At the beginning of the 20th Century all was not well at Belle Vue and this was reflected in differences of opinion between the various family members. George was proposing the establishment of a limited company to run Belle Vue but his uncle Richard was set against the idea. In 1919 Richard died and from that point on George and his cousin John acted as Joint Managing Directors of the Gardens.
During this period of his life, George lived south of Manchester close to Disley. He had a considerable home on Red Lane, a minute or so from the center of Disley. His house was called Barwicke Lodge and it is still there today although there is a rather odd story to go with the house and the name plate for it.

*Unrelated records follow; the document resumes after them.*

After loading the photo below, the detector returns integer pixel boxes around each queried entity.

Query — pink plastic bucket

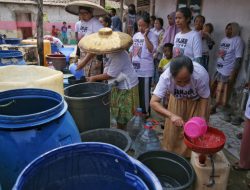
[184,117,207,138]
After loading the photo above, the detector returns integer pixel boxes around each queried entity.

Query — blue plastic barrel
[4,38,22,45]
[13,143,162,190]
[0,50,25,66]
[51,43,59,54]
[0,89,81,190]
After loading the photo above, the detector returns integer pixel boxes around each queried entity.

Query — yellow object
[65,0,107,16]
[191,151,230,190]
[0,44,39,65]
[21,39,51,66]
[78,28,133,54]
[0,65,64,95]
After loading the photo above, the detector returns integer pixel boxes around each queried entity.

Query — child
[51,25,58,37]
[201,23,215,71]
[158,43,173,75]
[61,22,68,44]
[67,25,73,44]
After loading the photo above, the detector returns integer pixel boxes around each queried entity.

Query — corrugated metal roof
[0,0,71,6]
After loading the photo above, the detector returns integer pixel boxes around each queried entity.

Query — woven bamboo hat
[78,28,132,54]
[65,1,107,16]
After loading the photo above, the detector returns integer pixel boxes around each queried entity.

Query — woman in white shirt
[130,15,158,115]
[211,22,244,121]
[150,56,210,157]
[233,91,250,177]
[173,7,202,63]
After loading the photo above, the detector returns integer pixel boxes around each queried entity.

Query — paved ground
[152,109,250,190]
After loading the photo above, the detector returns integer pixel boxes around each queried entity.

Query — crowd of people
[65,1,250,178]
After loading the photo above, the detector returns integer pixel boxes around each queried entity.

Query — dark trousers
[138,77,152,114]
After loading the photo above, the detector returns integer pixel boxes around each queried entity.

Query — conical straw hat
[79,28,132,54]
[65,1,107,16]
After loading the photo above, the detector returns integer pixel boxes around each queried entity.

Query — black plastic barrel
[64,82,111,132]
[138,151,195,190]
[81,128,132,152]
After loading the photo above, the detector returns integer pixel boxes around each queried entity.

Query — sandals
[210,107,216,115]
[232,162,250,171]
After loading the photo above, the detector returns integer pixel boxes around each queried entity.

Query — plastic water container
[13,143,162,190]
[134,122,161,158]
[0,89,81,190]
[60,47,75,64]
[0,50,25,66]
[184,117,207,138]
[190,151,230,190]
[127,108,145,141]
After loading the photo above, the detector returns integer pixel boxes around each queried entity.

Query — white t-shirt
[217,36,244,76]
[105,51,139,90]
[153,62,210,100]
[173,30,202,60]
[130,31,158,77]
[75,17,103,40]
[245,94,250,119]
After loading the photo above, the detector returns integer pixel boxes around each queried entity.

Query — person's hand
[244,82,250,88]
[170,114,184,127]
[144,28,150,37]
[86,76,95,82]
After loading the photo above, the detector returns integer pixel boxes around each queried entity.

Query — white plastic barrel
[0,65,64,95]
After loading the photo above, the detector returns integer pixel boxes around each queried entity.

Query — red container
[184,127,226,154]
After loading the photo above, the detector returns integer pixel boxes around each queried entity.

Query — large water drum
[64,82,111,132]
[0,89,81,190]
[0,65,63,95]
[13,143,162,190]
[0,50,25,66]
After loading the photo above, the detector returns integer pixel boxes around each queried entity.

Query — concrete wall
[155,0,250,86]
[202,0,250,85]
[0,3,78,37]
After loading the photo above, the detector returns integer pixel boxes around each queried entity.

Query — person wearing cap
[75,7,103,76]
[150,55,210,157]
[65,1,106,76]
[79,28,139,129]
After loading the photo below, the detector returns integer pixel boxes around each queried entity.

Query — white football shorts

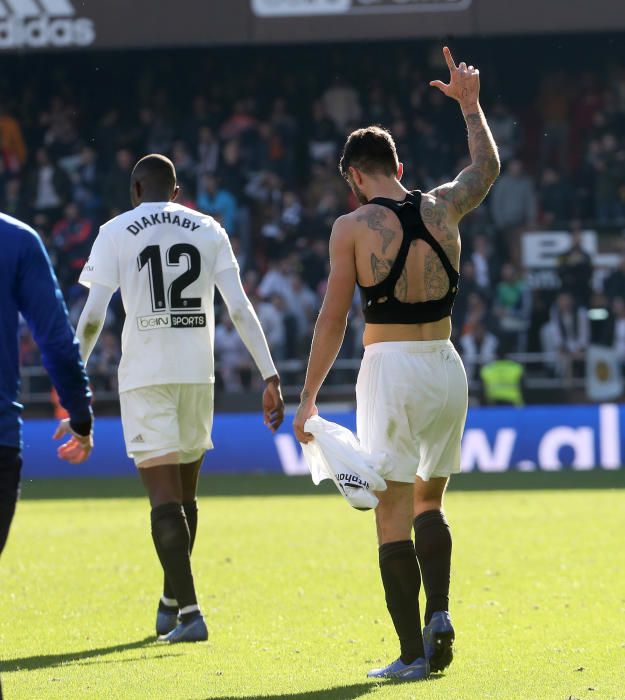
[356,340,468,483]
[119,384,214,467]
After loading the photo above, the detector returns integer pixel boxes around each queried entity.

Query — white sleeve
[215,268,278,379]
[79,228,119,291]
[76,282,114,365]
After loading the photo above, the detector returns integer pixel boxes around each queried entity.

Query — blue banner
[24,404,625,478]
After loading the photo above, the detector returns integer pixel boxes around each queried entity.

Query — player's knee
[151,503,189,550]
[414,498,443,518]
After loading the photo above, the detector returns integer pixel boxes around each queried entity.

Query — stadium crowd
[0,46,625,400]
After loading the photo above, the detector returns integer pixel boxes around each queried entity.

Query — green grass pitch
[0,472,625,700]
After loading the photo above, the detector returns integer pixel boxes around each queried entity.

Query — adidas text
[0,0,96,49]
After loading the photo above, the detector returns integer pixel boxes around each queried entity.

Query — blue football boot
[367,659,430,681]
[423,611,456,671]
[158,613,208,644]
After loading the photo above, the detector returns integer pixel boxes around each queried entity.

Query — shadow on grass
[22,469,625,502]
[0,637,154,673]
[207,675,444,700]
[207,683,378,700]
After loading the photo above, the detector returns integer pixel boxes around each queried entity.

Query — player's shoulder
[169,202,227,238]
[0,213,42,248]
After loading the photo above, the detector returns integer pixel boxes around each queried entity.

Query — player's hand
[293,400,319,445]
[430,46,480,105]
[263,376,284,433]
[52,418,93,464]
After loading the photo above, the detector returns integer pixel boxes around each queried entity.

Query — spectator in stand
[256,293,287,360]
[300,238,328,294]
[0,177,30,221]
[308,100,340,163]
[257,257,292,299]
[215,311,252,392]
[197,175,237,234]
[72,146,102,218]
[589,133,625,225]
[172,141,197,185]
[558,226,592,308]
[538,71,571,173]
[321,76,362,132]
[603,255,625,301]
[460,323,499,379]
[104,148,135,216]
[197,126,220,180]
[538,168,575,228]
[488,101,521,164]
[541,292,590,382]
[286,272,320,357]
[461,292,490,335]
[490,159,537,264]
[452,259,480,332]
[51,202,94,289]
[612,297,625,365]
[28,148,72,221]
[471,236,494,296]
[493,263,530,352]
[490,159,537,231]
[0,101,26,174]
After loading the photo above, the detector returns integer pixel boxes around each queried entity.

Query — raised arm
[430,46,500,222]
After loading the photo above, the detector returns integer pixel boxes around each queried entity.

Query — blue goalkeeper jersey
[0,214,91,448]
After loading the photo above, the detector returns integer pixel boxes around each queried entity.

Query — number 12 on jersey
[137,243,202,311]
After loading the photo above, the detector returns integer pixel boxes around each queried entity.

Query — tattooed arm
[430,47,499,223]
[293,216,356,443]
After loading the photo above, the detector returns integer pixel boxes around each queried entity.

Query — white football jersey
[80,202,238,392]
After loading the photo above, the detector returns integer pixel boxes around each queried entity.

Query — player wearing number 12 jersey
[77,155,284,642]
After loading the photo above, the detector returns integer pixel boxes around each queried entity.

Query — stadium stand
[0,38,625,408]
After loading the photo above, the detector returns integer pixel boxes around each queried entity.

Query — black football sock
[379,540,425,664]
[163,498,197,600]
[414,510,451,625]
[151,503,197,614]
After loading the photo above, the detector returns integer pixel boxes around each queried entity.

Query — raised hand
[263,377,284,433]
[430,46,480,105]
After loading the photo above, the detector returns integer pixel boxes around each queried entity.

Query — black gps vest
[358,190,460,323]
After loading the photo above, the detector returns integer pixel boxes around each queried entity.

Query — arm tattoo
[356,206,396,254]
[443,107,499,216]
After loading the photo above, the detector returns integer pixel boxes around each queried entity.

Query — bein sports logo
[0,0,95,50]
[252,0,473,17]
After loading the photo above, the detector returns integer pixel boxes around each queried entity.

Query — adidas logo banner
[0,0,96,50]
[302,416,386,510]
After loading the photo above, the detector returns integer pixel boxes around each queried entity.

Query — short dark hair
[132,153,176,190]
[339,126,399,178]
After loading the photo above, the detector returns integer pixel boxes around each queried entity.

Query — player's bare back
[345,193,460,345]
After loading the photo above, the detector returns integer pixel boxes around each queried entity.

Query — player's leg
[159,455,204,608]
[369,481,428,680]
[414,477,452,625]
[414,477,456,671]
[137,460,208,642]
[0,445,22,554]
[414,344,467,671]
[356,344,429,680]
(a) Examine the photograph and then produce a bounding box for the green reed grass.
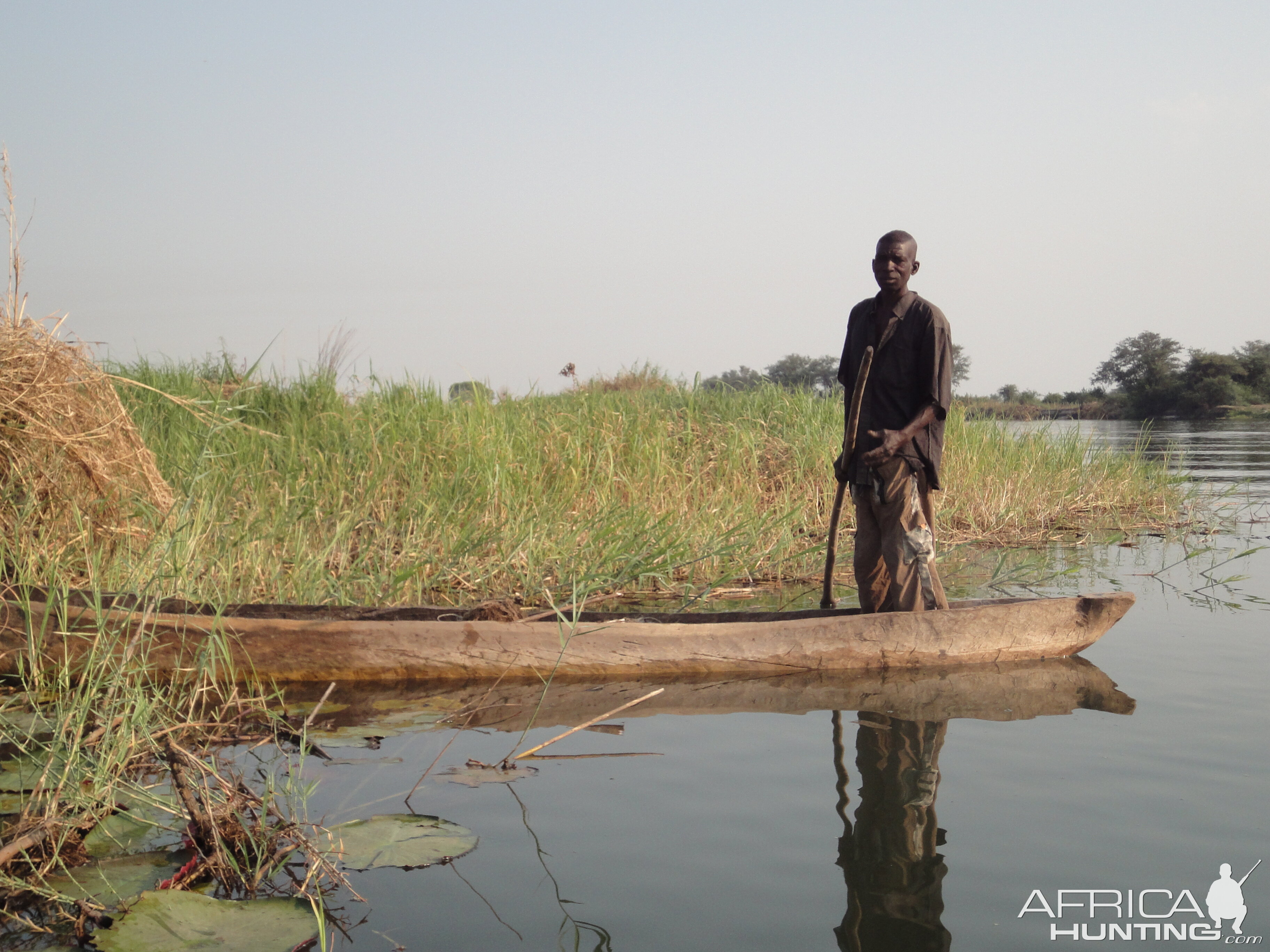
[64,362,1182,604]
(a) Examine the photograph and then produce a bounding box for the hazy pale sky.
[0,0,1270,392]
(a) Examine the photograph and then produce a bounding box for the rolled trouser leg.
[872,456,919,612]
[879,460,947,612]
[851,485,890,614]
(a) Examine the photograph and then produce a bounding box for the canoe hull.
[0,593,1134,682]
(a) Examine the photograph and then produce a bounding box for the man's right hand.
[833,452,847,482]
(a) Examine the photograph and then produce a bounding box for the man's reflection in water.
[833,711,952,952]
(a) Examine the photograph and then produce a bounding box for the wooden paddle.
[821,347,872,608]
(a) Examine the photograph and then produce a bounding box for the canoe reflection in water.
[275,658,1134,952]
[832,659,1134,952]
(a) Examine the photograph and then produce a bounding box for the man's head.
[872,231,922,297]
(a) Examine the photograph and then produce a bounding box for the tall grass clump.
[34,360,1182,604]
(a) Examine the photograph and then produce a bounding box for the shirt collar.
[874,291,917,317]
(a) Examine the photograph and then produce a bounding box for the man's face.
[872,241,921,294]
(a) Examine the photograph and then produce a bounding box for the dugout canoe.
[0,592,1134,682]
[280,656,1135,746]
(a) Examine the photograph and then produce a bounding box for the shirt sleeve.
[921,307,952,420]
[838,305,860,388]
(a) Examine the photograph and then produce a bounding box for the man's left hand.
[860,430,911,468]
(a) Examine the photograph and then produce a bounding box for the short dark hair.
[878,229,917,255]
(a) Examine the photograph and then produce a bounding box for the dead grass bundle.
[0,317,173,542]
[0,152,173,551]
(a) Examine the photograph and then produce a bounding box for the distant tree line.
[701,344,970,395]
[994,330,1270,419]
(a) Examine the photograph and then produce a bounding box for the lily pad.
[330,814,479,870]
[93,890,318,952]
[48,850,185,907]
[84,793,183,859]
[307,723,398,748]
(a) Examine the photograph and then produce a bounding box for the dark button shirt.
[838,291,952,489]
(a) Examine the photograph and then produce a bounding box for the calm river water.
[308,423,1270,952]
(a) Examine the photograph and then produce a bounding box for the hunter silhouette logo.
[1019,859,1262,946]
[1204,859,1261,936]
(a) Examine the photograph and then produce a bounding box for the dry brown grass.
[0,155,173,558]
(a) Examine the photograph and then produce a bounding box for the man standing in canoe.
[833,231,952,612]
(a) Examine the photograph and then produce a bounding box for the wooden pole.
[821,347,872,608]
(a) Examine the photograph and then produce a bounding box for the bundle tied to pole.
[0,315,173,548]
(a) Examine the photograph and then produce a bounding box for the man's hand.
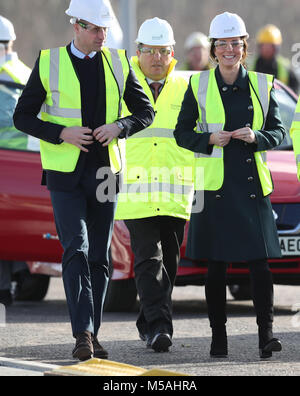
[209,131,232,147]
[231,127,256,143]
[59,127,93,153]
[93,123,121,146]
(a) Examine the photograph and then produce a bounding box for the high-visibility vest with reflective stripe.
[115,57,194,219]
[290,97,300,180]
[191,69,274,196]
[39,47,129,173]
[0,59,31,85]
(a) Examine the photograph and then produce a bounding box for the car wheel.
[104,278,137,312]
[14,270,50,301]
[229,283,252,301]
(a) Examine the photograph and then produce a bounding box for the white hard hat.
[209,12,249,39]
[66,0,114,27]
[0,15,16,41]
[135,17,175,45]
[184,32,209,51]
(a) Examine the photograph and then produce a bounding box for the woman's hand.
[209,131,232,147]
[231,127,256,143]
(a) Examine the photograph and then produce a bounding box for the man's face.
[137,44,174,81]
[74,20,108,54]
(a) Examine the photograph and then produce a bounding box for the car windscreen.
[0,82,39,151]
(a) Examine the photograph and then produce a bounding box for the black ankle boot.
[258,328,282,359]
[210,326,228,358]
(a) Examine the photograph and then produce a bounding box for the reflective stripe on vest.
[115,57,194,219]
[191,70,273,195]
[290,97,300,180]
[40,47,129,173]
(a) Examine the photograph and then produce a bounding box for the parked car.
[0,72,300,311]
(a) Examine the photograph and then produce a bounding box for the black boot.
[258,327,282,359]
[210,326,228,358]
[249,260,282,359]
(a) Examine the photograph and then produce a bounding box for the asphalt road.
[0,278,300,376]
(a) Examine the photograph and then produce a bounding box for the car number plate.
[279,236,300,256]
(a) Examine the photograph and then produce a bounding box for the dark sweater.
[14,45,154,191]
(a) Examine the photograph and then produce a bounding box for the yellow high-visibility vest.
[0,59,31,85]
[191,69,274,196]
[115,57,194,219]
[39,47,129,173]
[290,97,300,180]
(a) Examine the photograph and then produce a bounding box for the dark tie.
[150,82,162,102]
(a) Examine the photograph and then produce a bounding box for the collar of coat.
[130,56,177,79]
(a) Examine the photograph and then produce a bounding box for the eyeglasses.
[76,21,107,34]
[214,40,244,50]
[139,47,172,56]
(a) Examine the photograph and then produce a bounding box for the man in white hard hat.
[0,15,31,84]
[14,0,154,360]
[116,18,193,352]
[0,15,31,306]
[181,32,211,71]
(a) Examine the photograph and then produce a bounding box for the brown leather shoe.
[72,331,94,360]
[92,336,108,359]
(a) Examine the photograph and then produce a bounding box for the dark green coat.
[174,66,285,262]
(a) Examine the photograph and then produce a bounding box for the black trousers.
[205,259,274,330]
[125,216,185,338]
[50,169,116,336]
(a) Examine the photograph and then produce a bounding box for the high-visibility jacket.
[191,69,274,196]
[0,57,31,85]
[39,47,129,173]
[115,57,194,219]
[290,97,300,180]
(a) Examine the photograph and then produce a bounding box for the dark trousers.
[125,216,185,338]
[50,172,115,336]
[205,260,273,330]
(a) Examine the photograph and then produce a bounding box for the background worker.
[116,18,193,351]
[14,0,154,360]
[290,97,300,180]
[0,15,31,306]
[251,24,299,93]
[0,15,31,84]
[180,32,211,71]
[174,12,285,358]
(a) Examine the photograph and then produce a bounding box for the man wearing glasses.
[14,0,154,360]
[116,18,193,352]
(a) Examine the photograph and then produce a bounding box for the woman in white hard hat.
[174,12,285,358]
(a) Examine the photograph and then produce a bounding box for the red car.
[0,76,300,311]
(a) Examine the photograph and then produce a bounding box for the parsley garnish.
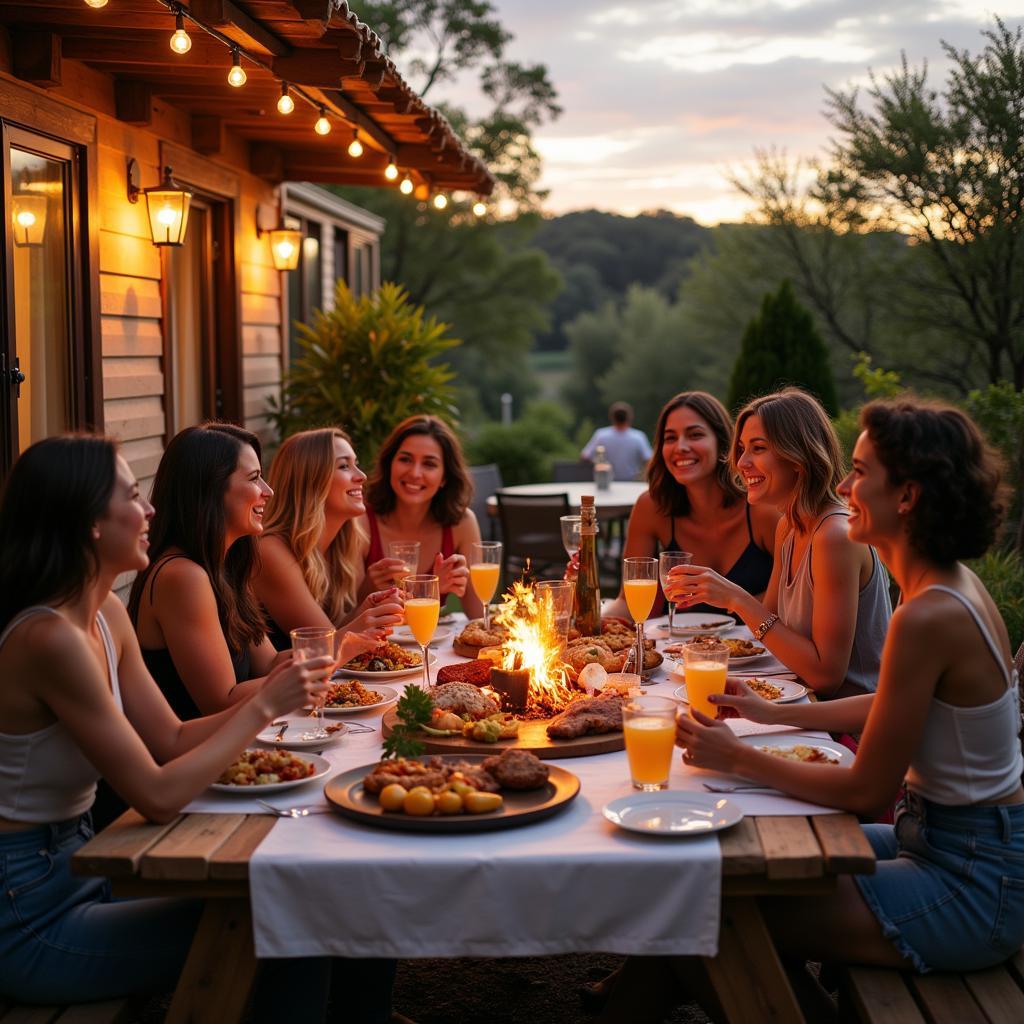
[383,686,434,758]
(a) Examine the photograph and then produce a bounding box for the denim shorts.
[0,814,202,1005]
[854,793,1024,973]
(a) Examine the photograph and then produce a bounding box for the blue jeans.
[854,793,1024,972]
[0,815,202,1005]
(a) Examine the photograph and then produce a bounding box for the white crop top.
[906,585,1024,807]
[0,604,124,824]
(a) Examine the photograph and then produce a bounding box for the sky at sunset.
[431,0,1024,224]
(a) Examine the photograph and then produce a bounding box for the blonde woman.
[253,428,401,660]
[672,388,892,697]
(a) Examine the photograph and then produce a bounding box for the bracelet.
[754,611,778,640]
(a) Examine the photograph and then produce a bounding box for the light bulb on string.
[278,82,295,114]
[227,49,247,89]
[171,11,191,54]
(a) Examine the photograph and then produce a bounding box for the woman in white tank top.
[0,435,330,1004]
[655,397,1024,1015]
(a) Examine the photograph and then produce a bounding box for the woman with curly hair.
[253,427,401,662]
[663,397,1024,1015]
[671,388,892,696]
[608,391,778,615]
[360,416,483,618]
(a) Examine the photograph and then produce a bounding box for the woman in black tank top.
[609,391,778,615]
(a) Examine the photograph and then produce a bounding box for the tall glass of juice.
[401,575,441,689]
[469,541,502,630]
[683,641,729,718]
[623,696,677,793]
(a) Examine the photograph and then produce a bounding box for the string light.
[171,11,191,54]
[278,82,295,114]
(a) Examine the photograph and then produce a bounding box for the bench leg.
[702,896,804,1024]
[167,899,256,1024]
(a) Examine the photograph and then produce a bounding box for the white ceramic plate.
[319,684,399,716]
[738,732,853,767]
[603,790,743,836]
[388,626,452,647]
[210,740,331,798]
[672,676,807,703]
[334,654,437,688]
[256,716,346,751]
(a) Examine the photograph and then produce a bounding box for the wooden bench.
[840,949,1024,1024]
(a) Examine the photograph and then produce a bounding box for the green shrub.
[270,280,460,466]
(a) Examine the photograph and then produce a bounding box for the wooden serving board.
[382,708,626,761]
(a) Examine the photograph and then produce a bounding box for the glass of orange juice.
[683,641,729,718]
[623,696,677,793]
[401,575,441,689]
[469,541,502,630]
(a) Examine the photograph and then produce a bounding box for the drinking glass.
[623,558,657,675]
[292,626,335,739]
[623,696,677,793]
[683,641,729,718]
[657,551,693,637]
[387,541,420,586]
[534,580,575,648]
[558,515,582,558]
[401,575,441,689]
[469,541,502,630]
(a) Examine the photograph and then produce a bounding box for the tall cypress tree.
[729,281,839,416]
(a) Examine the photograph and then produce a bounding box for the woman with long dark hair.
[0,435,328,1005]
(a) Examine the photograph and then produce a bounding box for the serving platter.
[381,708,626,761]
[324,751,580,835]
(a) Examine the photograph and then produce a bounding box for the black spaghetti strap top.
[659,505,775,622]
[140,555,252,722]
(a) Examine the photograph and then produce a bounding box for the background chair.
[495,490,572,587]
[469,462,503,541]
[551,459,594,483]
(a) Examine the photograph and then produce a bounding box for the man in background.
[581,401,652,480]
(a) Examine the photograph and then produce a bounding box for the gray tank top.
[778,509,893,695]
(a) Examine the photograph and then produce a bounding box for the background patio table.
[75,614,874,1022]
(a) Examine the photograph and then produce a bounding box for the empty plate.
[604,790,743,836]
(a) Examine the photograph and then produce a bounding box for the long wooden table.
[73,811,874,1024]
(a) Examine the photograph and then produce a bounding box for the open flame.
[495,581,579,712]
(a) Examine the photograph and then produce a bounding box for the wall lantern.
[11,193,46,246]
[128,159,191,246]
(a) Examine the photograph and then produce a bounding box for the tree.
[728,281,839,416]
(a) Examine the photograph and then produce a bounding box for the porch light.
[171,11,191,54]
[128,160,191,246]
[227,47,248,89]
[11,193,46,247]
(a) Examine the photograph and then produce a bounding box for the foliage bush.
[728,281,839,416]
[466,401,580,486]
[270,280,460,465]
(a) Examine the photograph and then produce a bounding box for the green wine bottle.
[575,495,601,636]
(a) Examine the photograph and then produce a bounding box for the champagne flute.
[623,558,657,676]
[401,575,441,689]
[657,551,693,637]
[291,626,335,739]
[469,541,502,630]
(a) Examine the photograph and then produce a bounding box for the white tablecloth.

The map above dates from 1907. If you travel along Red Lane today many of the open spaces are now occupied by houses. As you drive along Red Lane looking on the south side of the road, as you pass the house gateways, you will come to Barwicke Lodge. If you walk up the drive you will come to a somewhat unusual sight in rural Cheshire, a log cabin. It seems that one of the residents of Barwicke Lodge, after George Jennison, sold the Lodge but built this log cabin in the garden to the west of the old house. He retained the ownership of the name Barwicke Lodge and took it with him. The log cabin, I was told, was constructed in four sections in Scandinavia and transported by truck to Disley. Again, I was told, that the lady of the house was Russian and chose this squared log structure to remind her of home.
George Jennison's former home is the older house just east of the log cabin. If you look at the picture of Red Lane, above, you can see the chimneys of Barwicke Lodge through the trees on the far left.
When the Jennisons sold their interest in Belle Vue, in March of 1925, George continued his connection with the Gardens as a zoological advisor, for the sum of £1000 for one year. He returned in the same capacity in 1932 - 33 but just for a brief period.
Disley Church is located at the town end of Red Lane and around the church is quite an extensive graveyard. If you walk on the stone pathway that leads westwards away from the church, you come to a stone wall with a gate in it.
Once through the gate you are in a rural lane and across the lane you will find an annex to the church yard. In the far south-west corner of this second graveyard we found a simple stone inscribed to George Jennison.